There will soon be more than just take offs and landings happening at the Covington Municipal Airport.
The Covington City Council voted unanimously to begin a five-year Capital Improvement Plan beginning with the preparation for a new terminal in the year 2016-17.
Starting in fiscal year 2016, the plan will consist of utility relocation to the southeast apron and paving and lighting construction. Then in 2017, runway widening, approach lighting system and plans for the new terminal building will commence.
During the discussion of the first part of this plan, Mayor Ronnie Johnston asked if a design of the terminal could be done earlier. Since the terminal is being paid for by the city, Manager Leigh Anne Knight, said the terminal time-table is up to the council.
“The terminal building is all on us,” Knight said. “In order to get to that point some of this work needs to be done.
“We can move ahead with design for (the terminal) at any point.”
The council was unanimous about beginning the work, but wanted a design or something physical to show perspective businesses. The future terminal will have 7,000 square feet of space, as opposed to the current terminal which possesses 4,000 square feet, including a hangar.
“The sooner we start with conceptual issues to make sure we’re all on the same page, the better we’ll be,” said Dave Bernd, Vice President of Economic Development at the Covington/Newton County Chamber of Commerce.
Bernd said there has already been one company interested in moving into the terminal, and others have looked at hangar space.
“If we get one company to invest and get 100 or 200 jobs than that’s a great start,” Johnston said. “I think when we get one hit, we’ll get more.”
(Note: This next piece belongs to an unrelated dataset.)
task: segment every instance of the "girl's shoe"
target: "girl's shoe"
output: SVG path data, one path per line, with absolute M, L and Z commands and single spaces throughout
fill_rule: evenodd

The total cost of the CIP is expected to be $1.5 million, but that money has been either already applied for or will be by state and federal reimbursements. The land in and around the airport has already been purchased, with the city owning 450 acres for expansion.
“The money is in a reserve account, it would not come out of the general fund in any way,” Knight said.
Following 2017, a three-year update will be needed and phase two of the CIP will begin. That consists of runway widening, a T-Hangar building design, taxiays and concrete slab design and apron fuel facility construction. In 2019, the plan calls for T-Hangar building construction, maintenance hangar design and southeast apron construction. The final year of the five-year plan will see the maintenance hangar built, Williams Road development and southeast apron construction.